According to the IUCN Red List, the total Great green macaw population size is around 500-1,000 mature individuals. Currently, this species is classified as Critically Endangered (CR) on the IUCN Red List and its numbers today are decreasing.
Due to their diet habits, Great green macaws may act as seed dispersers; they distribute seeds from various fruits, particularly the almond tree Almendro, which these birds are fond of the most.

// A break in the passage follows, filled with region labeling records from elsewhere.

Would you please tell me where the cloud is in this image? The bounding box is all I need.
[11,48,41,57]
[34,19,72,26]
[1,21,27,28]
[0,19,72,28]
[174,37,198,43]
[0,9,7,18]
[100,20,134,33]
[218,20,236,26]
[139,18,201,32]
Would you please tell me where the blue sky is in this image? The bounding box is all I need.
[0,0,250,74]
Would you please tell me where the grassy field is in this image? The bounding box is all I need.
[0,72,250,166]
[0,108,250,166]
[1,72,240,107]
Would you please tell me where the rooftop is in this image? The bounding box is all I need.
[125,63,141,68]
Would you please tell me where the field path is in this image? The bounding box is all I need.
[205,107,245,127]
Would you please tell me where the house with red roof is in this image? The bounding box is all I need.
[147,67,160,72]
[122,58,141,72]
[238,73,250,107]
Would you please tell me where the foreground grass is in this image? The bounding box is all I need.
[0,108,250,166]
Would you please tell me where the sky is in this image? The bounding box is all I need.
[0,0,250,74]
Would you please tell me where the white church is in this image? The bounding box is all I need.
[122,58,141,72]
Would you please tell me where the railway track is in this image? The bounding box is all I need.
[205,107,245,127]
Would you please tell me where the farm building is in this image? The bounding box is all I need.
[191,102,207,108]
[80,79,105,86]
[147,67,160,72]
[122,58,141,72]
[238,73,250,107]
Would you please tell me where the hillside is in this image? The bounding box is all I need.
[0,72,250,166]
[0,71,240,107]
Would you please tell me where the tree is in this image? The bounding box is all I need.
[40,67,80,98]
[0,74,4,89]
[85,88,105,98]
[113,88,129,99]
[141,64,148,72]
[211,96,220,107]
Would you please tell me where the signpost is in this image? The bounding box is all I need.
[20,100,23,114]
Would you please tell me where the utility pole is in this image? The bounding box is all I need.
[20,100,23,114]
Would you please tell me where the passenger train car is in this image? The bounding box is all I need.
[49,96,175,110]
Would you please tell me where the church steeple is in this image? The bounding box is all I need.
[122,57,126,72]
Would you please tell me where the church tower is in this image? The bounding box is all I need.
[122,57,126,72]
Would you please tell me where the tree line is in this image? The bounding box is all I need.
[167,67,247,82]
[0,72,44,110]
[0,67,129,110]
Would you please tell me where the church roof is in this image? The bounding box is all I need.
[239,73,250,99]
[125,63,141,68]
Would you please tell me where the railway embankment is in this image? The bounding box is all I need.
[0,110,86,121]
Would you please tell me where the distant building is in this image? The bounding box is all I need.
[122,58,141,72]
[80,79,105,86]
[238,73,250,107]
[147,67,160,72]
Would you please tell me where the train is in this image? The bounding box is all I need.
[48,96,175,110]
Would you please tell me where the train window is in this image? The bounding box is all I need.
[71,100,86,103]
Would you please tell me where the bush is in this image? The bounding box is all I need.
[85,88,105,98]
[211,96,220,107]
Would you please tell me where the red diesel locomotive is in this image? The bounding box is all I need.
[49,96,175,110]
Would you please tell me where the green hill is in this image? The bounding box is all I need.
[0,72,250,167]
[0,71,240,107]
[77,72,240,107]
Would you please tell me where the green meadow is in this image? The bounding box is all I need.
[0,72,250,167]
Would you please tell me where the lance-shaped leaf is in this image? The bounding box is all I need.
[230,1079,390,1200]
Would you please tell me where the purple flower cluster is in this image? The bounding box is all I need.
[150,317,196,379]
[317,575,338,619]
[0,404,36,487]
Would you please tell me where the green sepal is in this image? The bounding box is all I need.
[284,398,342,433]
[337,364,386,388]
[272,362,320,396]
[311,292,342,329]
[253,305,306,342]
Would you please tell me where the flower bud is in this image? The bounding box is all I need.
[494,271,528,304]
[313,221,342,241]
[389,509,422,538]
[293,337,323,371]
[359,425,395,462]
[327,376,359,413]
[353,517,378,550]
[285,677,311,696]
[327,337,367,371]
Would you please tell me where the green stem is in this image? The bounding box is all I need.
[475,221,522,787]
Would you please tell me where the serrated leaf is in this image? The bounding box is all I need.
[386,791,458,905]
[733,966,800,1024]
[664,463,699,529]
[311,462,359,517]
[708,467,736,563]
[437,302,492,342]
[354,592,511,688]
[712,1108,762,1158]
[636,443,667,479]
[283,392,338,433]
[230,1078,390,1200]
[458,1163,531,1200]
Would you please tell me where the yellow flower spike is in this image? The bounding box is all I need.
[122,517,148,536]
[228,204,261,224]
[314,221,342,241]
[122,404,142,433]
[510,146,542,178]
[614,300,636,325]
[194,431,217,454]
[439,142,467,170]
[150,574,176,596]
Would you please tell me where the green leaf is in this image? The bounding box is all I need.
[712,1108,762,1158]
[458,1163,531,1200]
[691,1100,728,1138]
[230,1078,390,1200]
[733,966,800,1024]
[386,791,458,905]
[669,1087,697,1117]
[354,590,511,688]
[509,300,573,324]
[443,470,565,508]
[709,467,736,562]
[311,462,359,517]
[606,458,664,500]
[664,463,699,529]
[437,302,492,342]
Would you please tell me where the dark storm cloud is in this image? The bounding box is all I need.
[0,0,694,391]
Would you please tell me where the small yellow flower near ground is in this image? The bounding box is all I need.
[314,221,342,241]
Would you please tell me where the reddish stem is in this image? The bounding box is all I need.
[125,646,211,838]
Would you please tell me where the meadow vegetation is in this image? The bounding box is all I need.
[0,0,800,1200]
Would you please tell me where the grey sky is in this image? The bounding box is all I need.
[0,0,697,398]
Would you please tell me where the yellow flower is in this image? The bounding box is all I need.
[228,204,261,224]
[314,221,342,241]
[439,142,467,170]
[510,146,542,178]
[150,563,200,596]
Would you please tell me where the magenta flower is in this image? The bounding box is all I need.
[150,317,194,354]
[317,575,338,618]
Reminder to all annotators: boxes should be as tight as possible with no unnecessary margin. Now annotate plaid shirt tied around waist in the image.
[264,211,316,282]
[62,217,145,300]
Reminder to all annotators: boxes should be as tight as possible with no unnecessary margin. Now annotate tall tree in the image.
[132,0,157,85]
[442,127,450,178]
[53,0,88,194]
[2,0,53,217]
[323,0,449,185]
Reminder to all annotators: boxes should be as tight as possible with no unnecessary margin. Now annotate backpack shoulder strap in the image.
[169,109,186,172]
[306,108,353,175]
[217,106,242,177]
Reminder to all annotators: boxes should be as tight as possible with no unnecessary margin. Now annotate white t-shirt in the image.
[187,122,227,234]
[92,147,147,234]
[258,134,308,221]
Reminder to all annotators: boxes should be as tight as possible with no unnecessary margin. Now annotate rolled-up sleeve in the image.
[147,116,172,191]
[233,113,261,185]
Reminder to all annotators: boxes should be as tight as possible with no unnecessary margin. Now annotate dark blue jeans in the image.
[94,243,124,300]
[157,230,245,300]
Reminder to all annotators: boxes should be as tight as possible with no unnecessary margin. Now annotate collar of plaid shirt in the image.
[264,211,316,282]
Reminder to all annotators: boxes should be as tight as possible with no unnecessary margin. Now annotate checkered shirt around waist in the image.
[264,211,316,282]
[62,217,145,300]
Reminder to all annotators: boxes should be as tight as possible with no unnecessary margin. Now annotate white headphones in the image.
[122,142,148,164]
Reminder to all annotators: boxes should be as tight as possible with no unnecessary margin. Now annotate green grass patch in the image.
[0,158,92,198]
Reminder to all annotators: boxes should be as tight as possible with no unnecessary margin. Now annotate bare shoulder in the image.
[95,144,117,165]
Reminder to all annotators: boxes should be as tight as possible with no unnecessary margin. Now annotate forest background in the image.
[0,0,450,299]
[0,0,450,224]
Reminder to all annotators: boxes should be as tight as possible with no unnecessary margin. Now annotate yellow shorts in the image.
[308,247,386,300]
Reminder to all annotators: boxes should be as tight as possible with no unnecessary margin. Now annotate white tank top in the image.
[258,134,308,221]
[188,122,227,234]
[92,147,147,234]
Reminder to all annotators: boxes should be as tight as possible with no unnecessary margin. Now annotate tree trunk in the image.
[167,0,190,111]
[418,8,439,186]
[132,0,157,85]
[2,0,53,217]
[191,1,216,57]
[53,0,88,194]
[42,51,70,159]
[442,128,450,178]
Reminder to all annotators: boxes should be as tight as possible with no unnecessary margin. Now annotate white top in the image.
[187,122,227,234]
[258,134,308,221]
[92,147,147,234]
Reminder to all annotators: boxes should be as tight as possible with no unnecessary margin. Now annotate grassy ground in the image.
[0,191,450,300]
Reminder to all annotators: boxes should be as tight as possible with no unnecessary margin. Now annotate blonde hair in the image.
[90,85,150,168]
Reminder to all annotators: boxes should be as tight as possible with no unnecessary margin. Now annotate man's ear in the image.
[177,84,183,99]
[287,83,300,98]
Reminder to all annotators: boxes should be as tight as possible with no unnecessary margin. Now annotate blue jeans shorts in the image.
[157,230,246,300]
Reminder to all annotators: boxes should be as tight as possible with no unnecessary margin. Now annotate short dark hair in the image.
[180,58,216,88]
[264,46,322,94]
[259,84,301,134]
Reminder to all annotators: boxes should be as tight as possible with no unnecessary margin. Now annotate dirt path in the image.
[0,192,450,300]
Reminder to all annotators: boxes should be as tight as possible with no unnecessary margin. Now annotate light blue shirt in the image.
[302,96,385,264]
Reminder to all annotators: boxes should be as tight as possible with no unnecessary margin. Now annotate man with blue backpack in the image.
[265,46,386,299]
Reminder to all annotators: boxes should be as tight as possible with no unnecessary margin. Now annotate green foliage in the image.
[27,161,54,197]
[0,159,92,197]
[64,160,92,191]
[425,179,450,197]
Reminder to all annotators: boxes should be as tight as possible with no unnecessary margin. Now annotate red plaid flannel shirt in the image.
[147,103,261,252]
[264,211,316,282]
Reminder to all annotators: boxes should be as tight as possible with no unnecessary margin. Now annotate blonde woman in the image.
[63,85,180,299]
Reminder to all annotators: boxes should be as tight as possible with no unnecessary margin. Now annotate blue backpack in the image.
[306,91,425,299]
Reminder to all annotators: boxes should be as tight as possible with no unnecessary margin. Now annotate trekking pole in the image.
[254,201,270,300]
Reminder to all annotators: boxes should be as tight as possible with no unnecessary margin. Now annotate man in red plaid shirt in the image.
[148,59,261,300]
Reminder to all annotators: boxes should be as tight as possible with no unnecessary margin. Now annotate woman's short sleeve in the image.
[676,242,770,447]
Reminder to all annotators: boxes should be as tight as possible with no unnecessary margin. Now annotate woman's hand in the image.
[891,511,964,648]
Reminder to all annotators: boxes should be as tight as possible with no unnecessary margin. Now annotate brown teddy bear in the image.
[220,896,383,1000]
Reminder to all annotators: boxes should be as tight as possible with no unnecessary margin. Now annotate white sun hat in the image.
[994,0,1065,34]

This species is bred in captivity. A large enclosure of 15m in length is recommended for housing outside of the breeding season. The aviary should have a large tree trunk in the middle. It should not be kept indoors all the time. Healthy birds enjoy large chewable toys and weekly decorations of fresh branches of pine or eucalyptus in their enclosure. An overhead mister is needed for bathing. A recommended nest box is a 21in x 36in barrel. Different sources recommend different feeding regimes for captive birds. Important is soaked and/or sprouted seeds, as well as some fresh vegetables and fruit, along with nutritionally complete standard commercial macaw pellets. Larger seeds, peanuts, acorns and other larger nuts are recommended, as well as a daily palm nut. It is best to sometimes supply some small bits of gravel to aid in digestion, and some extra calcium at regular times (especially for females). It is prone to biting people if not properly adjusted to humans from a young age.